Add regtests for Spark client to test built jars #1402

gh-yzou · 2025-04-18T17:22:08Z

This PR does the following:

Fixes the jar job for Spark Client by excluding problematic jars.
Add regtests fro spark client to test the spark usage with built jars, it follows how polaris/regtests works today, which supports both docker run and local run. The docker run is used in the ci run also.
Add new github workflow to run regtests for spark client.

flyrain

LGTM overall. Left questions and minor comments.

flyrain · 2025-04-22T22:04:43Z

.github/workflows/spark_client_regtests.yml

+          AWS_ACCESS_KEY_ID: ${{secrets.AWS_ACCESS_KEY_ID}}
+          AWS_SECRET_ACCESS_KEY: ${{secrets.AWS_SECRET_ACCESS_KEY}}
+        run: |
+          docker compose -f plugins/spark/v3.5/regtests/docker-compose.yml up --build --exit-code-from regtest


Nit: an empty line at the end

plugins/spark/v3.5/regtests/setup.sh

flyrain · 2025-04-22T22:15:30Z

plugins/spark/v3.5/regtests/setup.sh

+spark.sql.extensions=org.apache.iceberg.spark.extensions.IcebergSparkSessionExtensions,io.delta.sql.DeltaSparkSessionExtension
+spark.sql.catalog.spark_catalog=org.apache.spark.sql.delta.catalog.DeltaCatalog
+spark.sql.catalog.polaris=org.apache.polaris.spark.SparkCatalog
+spark.sql.catalog.polaris.type=rest


Q: this is optional, should we just remove it?
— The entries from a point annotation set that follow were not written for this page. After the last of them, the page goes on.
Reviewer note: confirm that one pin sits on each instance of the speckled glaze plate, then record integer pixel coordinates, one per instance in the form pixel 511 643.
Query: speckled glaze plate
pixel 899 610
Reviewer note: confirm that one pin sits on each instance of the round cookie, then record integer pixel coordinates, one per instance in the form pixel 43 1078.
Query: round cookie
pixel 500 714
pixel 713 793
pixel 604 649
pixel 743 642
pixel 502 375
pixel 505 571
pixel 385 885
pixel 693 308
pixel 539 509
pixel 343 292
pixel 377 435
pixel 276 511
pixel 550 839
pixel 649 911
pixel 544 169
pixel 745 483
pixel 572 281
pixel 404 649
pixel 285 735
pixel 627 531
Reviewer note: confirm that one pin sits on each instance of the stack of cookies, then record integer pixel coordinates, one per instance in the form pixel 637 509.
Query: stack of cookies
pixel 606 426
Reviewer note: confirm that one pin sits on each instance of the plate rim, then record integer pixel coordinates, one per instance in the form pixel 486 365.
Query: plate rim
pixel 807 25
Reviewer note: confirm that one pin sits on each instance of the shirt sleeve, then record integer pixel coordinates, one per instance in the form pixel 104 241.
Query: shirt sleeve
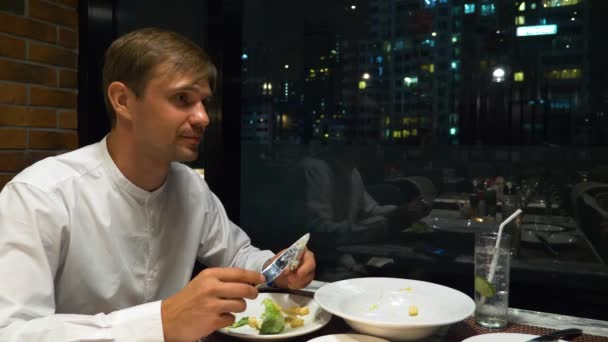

flyrain · 2025-04-22T22:16:10Z

plugins/spark/v3.5/regtests/setup.sh

+spark.sql.catalog.polaris=org.apache.polaris.spark.SparkCatalog
+spark.sql.catalog.polaris.type=rest
+spark.sql.catalog.polaris.uri=http://${POLARIS_HOST:-localhost}:8181/api/catalog
+spark.sql.catalog.polaris.header.X-Iceberg-Access-Delegation=vended-credentials


maybe add a comment here that this is needed for iceberg table only now

flyrain · 2025-04-22T22:16:38Z

plugins/spark/v3.5/regtests/setup.sh

+spark.sql.catalog.polaris.uri=http://${POLARIS_HOST:-localhost}:8181/api/catalog
+spark.sql.catalog.polaris.header.X-Iceberg-Access-Delegation=vended-credentials
+spark.sql.catalog.polaris.client.region=us-west-2
+spark.sql.sources.useV1SourceList=''


Q: do we need this config?

yes, this is needed because we polaris spark client relies on DataSourceV2 to load spark tables, this is to make sure no V1 source is used during resolve provider. Added comments for this line also

Supporting only DSv2 has a very big perf concern (please ref this blog https://databeans-blogs.medium.com/delta-vs-iceberg-vs-hudi-reassessing-performance-cb8157005eb0) this is mostly due to Delta being in v1 and icberg in v2 and some of the features of Delta doesn't work, do we document that ?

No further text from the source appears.